I haven't been able to see him because I have been traveling the last six months for work and he is extremely tied down at work so he can never really manage to break away.
But the real reason for not rushing off to see him has something to do with this: When we speak, he tries to bring sex into the conversation. It's very unnerving to me. While I have been known to initiate pillow talk when in bed with a boyfriend, I've never done so over the phone, especially with someone I have never kissed before. It freaks me out to hear him say those things to me. He doesn't even know me and it makes me feel so weird.
He's not saying, "I want to have sex with you," he is saying the good stuff like, I want to do all this and that and then, dear Lord, all this other stuff.

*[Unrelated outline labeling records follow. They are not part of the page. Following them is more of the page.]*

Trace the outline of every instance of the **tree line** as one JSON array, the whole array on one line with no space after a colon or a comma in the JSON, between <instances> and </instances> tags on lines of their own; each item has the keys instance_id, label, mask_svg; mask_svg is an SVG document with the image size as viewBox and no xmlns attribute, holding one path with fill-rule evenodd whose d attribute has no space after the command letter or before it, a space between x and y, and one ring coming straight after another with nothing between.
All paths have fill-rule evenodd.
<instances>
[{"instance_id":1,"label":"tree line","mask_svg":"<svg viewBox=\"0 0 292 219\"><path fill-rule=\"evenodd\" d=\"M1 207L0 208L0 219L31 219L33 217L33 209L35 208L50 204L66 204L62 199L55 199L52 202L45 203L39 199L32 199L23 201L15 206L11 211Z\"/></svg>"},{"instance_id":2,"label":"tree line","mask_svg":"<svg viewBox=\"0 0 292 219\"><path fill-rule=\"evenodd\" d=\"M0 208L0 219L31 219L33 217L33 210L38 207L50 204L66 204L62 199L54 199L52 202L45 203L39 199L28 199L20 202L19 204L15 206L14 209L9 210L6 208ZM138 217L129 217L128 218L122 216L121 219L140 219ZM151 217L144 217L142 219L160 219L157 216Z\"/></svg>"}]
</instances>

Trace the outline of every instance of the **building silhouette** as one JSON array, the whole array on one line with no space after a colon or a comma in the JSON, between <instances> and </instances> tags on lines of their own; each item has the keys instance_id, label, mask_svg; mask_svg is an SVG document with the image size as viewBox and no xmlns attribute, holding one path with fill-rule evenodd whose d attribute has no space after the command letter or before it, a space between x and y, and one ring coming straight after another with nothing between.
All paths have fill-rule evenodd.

Now, I do have my own desires and I am no shrinking violet. I've gone to bed with very sexual and confident men in my life, but none of them ever tried to talk to me like this on the phone. I guess I think they had more respect for me than to do that.
It just feels so unnatural and unromantic to talk like this when he hasn't even grabbed me and held me yet. Why is he doing this?
I do protest and laugh it off as much as I can, but he drags me into it and I don't know how to stop him without hurting his feelings.
I must admit that sometimes, it makes me not want to see him at all. How in the world do I respond to his detailed long-distance advances? We haven't even had drinks yet, but I know everything he wants to do to me.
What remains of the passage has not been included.